Residents will likely perform an examination. This may include looking in your eyes with an ophthalmoscope, listening to your heart and lungs with a stethoscope, testing your reflexes with a reflex hammer, assessing your balance and gait and assessing sensation in your feet (Refer to the “Standardized Patient Checklist” and the “Guide to the Checklist” for details).

Your reflexes are normal at your knees, but decreased in at your ankles.

Your feet and lower extremities are numb to pinprick and light touch (you can’t tell the difference) about half way to your knees and you do not have vibration sense in your feet or ankles.

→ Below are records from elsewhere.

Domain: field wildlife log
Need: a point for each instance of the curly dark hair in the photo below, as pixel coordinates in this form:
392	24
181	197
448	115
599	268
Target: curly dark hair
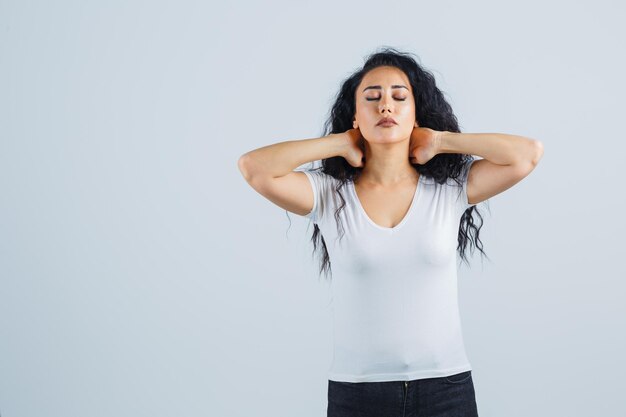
431	110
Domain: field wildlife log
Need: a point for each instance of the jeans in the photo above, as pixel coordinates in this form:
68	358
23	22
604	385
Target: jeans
448	396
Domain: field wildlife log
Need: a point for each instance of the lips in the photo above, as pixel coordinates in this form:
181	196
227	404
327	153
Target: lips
386	121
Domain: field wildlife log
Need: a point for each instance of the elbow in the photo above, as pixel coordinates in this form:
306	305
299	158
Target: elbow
243	165
538	147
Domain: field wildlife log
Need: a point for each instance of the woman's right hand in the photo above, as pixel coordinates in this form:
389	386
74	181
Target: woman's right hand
354	149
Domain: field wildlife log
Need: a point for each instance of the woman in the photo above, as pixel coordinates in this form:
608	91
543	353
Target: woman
396	192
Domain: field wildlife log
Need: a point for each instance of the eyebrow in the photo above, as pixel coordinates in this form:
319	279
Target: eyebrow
378	87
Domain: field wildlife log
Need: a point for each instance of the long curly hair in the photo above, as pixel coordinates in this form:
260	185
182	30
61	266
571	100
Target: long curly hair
431	110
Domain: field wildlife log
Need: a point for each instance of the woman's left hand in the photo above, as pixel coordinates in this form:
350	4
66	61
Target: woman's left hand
424	144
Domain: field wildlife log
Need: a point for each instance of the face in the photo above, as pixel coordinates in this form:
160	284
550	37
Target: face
385	92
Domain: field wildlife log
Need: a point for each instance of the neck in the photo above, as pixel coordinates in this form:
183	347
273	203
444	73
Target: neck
387	164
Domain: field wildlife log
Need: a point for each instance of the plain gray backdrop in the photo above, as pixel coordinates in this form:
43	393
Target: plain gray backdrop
140	274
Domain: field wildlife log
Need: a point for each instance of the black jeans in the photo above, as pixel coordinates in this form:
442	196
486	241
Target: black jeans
448	396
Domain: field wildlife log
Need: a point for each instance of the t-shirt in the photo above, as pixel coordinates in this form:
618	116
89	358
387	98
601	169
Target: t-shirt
394	290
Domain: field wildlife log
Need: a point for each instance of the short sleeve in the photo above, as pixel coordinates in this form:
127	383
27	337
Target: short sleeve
463	179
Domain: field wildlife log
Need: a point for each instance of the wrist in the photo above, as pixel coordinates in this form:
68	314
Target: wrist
339	144
445	142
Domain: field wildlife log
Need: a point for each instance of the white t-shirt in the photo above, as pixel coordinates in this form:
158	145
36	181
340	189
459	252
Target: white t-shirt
394	290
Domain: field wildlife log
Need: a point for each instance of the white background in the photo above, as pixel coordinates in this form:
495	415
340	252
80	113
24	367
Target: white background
140	274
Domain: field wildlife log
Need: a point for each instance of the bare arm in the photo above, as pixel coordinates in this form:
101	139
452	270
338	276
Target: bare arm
281	158
270	169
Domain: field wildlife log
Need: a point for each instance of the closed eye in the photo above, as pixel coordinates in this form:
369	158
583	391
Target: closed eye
373	99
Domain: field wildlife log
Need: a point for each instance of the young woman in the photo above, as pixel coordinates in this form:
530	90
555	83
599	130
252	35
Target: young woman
396	193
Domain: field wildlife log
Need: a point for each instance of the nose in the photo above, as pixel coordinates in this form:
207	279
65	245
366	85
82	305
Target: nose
384	105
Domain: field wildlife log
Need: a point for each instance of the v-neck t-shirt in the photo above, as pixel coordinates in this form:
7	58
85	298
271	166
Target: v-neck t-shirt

You do have vibration sense at the knee.

When the resident asks for you to arise from the chair, you have to use your hands to push up from the chair and you will waver a bit when you first stand up. After about 10 seconds, you will stand without wavering. When you sit down, you have to use your hands to guide yourself down softly or you “plop” from several inches away from the seat cushion – your hip muscles are too weak to guide you gently into the chair.

When the resident assesses your gait, you will have a slightly wide-based gait and will step carefully, but will not stagger or fall. When the resident assesses your balance, you sway a little, but don’t fall or stagger. You do keep your feet shoulder-width apart.